How to | Convert from Caffe to MXNet

Key topics covered include the following:

Calling Caffe operators in MXNet

MXNet supports calling most Caffe operators, including network layer, data layer, and loss function, directly. It is particularly useful if there are customized operators implemented in Caffe, then we do not need to re-implement them in MXNet.

How to install

This feature requires Caffe. In particular, we need to re-compile Caffe before PR #4527 is merged into Caffe. There are the steps of how to rebuild Caffe:

  1. Download Caffe. E.g. git clone https://github.com/BVLC/caffe
  2. Download the patch for the MXNet interface and apply to Caffe. E.g.
    cd caffe && wget https://github.com/BVLC/caffe/pull/4527.patch && git apply 4527.patch
    
  3. Build and install Caffe by following the official guide.

Next we need to compile MXNet with Caffe supports

  1. Copy make/config.mk (for Linux) or make/osx.mk (for Mac) into the MXNet root folder as config.mk if you have not done it yet
  2. Open the copied config.mk and uncomment these two lines
    CAFFE_PATH = $(HOME)/caffe
    MXNET_PLUGINS += plugin/caffe/caffe.mk
    

    Modify CAFFE_PATH to your Caffe installation, if necessary.

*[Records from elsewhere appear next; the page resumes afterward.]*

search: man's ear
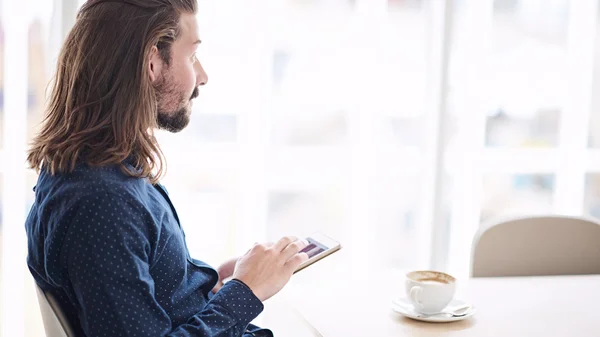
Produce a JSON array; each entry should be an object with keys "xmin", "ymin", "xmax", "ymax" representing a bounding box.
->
[{"xmin": 148, "ymin": 46, "xmax": 163, "ymax": 83}]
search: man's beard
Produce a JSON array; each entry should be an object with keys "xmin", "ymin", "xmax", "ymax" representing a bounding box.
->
[{"xmin": 156, "ymin": 80, "xmax": 199, "ymax": 133}]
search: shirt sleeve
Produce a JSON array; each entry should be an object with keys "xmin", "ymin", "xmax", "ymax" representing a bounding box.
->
[{"xmin": 63, "ymin": 194, "xmax": 263, "ymax": 337}]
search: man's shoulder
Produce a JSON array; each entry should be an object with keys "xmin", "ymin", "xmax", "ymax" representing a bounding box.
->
[{"xmin": 36, "ymin": 165, "xmax": 151, "ymax": 200}]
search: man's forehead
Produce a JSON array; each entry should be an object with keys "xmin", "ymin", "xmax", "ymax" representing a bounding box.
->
[{"xmin": 179, "ymin": 13, "xmax": 200, "ymax": 43}]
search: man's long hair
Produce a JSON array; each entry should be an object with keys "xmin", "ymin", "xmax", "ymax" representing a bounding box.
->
[{"xmin": 27, "ymin": 0, "xmax": 197, "ymax": 183}]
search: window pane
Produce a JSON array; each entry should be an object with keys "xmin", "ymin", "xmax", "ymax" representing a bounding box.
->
[
  {"xmin": 0, "ymin": 18, "xmax": 4, "ymax": 151},
  {"xmin": 366, "ymin": 171, "xmax": 420, "ymax": 269},
  {"xmin": 163, "ymin": 165, "xmax": 238, "ymax": 267},
  {"xmin": 272, "ymin": 4, "xmax": 428, "ymax": 146},
  {"xmin": 188, "ymin": 113, "xmax": 238, "ymax": 143},
  {"xmin": 481, "ymin": 174, "xmax": 554, "ymax": 222},
  {"xmin": 267, "ymin": 186, "xmax": 348, "ymax": 240},
  {"xmin": 450, "ymin": 0, "xmax": 568, "ymax": 148},
  {"xmin": 588, "ymin": 6, "xmax": 600, "ymax": 149},
  {"xmin": 584, "ymin": 173, "xmax": 600, "ymax": 218}
]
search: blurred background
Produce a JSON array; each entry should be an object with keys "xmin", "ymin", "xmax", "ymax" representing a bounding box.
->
[{"xmin": 0, "ymin": 0, "xmax": 600, "ymax": 337}]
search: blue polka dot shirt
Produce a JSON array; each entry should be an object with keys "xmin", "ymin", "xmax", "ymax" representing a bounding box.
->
[{"xmin": 25, "ymin": 161, "xmax": 272, "ymax": 337}]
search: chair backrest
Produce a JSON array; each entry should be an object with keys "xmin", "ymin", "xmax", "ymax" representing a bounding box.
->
[
  {"xmin": 36, "ymin": 285, "xmax": 76, "ymax": 337},
  {"xmin": 471, "ymin": 216, "xmax": 600, "ymax": 277}
]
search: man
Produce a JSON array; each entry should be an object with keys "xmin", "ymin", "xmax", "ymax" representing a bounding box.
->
[{"xmin": 26, "ymin": 0, "xmax": 307, "ymax": 337}]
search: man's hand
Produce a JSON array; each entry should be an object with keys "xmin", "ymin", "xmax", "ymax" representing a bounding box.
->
[
  {"xmin": 233, "ymin": 237, "xmax": 308, "ymax": 301},
  {"xmin": 212, "ymin": 257, "xmax": 239, "ymax": 293}
]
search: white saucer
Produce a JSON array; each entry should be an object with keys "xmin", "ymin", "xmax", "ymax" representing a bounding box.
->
[{"xmin": 392, "ymin": 298, "xmax": 476, "ymax": 323}]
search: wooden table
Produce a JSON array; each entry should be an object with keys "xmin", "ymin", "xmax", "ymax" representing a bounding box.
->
[{"xmin": 282, "ymin": 253, "xmax": 600, "ymax": 337}]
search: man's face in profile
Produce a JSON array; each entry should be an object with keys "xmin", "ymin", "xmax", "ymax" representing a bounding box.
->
[{"xmin": 154, "ymin": 13, "xmax": 208, "ymax": 132}]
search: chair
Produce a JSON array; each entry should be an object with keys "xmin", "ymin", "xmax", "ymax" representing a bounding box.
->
[
  {"xmin": 471, "ymin": 216, "xmax": 600, "ymax": 277},
  {"xmin": 35, "ymin": 285, "xmax": 76, "ymax": 337}
]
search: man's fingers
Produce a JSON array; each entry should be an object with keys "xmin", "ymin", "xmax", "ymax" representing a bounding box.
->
[
  {"xmin": 285, "ymin": 253, "xmax": 308, "ymax": 273},
  {"xmin": 273, "ymin": 236, "xmax": 298, "ymax": 252},
  {"xmin": 281, "ymin": 240, "xmax": 307, "ymax": 261}
]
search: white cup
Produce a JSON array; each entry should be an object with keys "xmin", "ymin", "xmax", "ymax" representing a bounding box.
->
[{"xmin": 406, "ymin": 271, "xmax": 456, "ymax": 314}]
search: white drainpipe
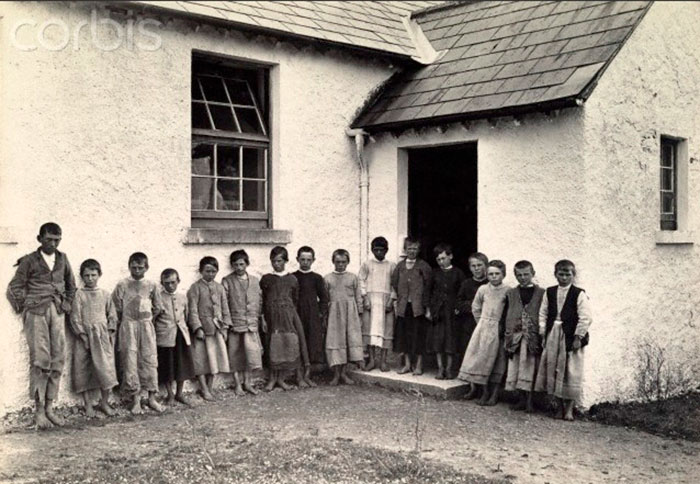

  3. Then build with 8 threads make clean && make -j8.

How to use

This Caffe plugin adds three components into MXNet:

  • sym.CaffeOp : Caffe neural network layer
  • sym.CaffeLoss : Caffe loss functions
  • io.CaffeDataIter : Caffe data layer

Use sym.CaffeOp

The following example shows the definition of a 10 classes multi-layer perceptron:

data = mx.sym.Variable('data')
fc1  = mx.sym.CaffeOp(data_0=data, num_weight=2, name='fc1', prototxt="layer{type:\"InnerProduct\" inner_product_param{num_output: 128} }")
act1 = mx.sym.CaffeOp(data_0=fc1, prototxt="layer{type:\"TanH\"}")
fc2  = mx.sym.CaffeOp(data_0=act1, num_weight=2, name='fc2', prototxt="layer{type:\"InnerProduct\" inner_product_param{num_output: 64} }")
act2 = mx.sym.CaffeOp(data_0=fc2, prototxt="layer{type:\"TanH\"}")
fc3 = mx.sym.CaffeOp(data_0=act2, num_weight=2, name='fc3', prototxt="layer{type:\"InnerProduct\" inner_product_param{num_output: 10}}")

Let’s break it down. First, data = mx.sym.Variable('data') defines a variable as a placeholder for input. Then, it’s fed through Caffe operators with fc1 = mx.sym.CaffeOp(...). CaffeOp accepts several arguments:

  • The inputs to Caffe operators are named as data_i for i=0, …, num_data-1
  • num_data is the number of inputs. In default it is 1, and therefore skipped in the above example.
  • num_out is the number of outputs. In default it is 1 and also skipped.
  • num_weight is the number of weights (blobs_). Its default value is 0. We need to explicitly specify it for a non-zero value.
  • prototxt is the protobuf configuration string.

Use sym.CaffeLoss

Using Caffe loss is similar. We can replace the MXNet loss with Caffe loss. We can replace

Replacing the last line of the above example with the following two lines we can call Caffe loss instead of MXNet loss.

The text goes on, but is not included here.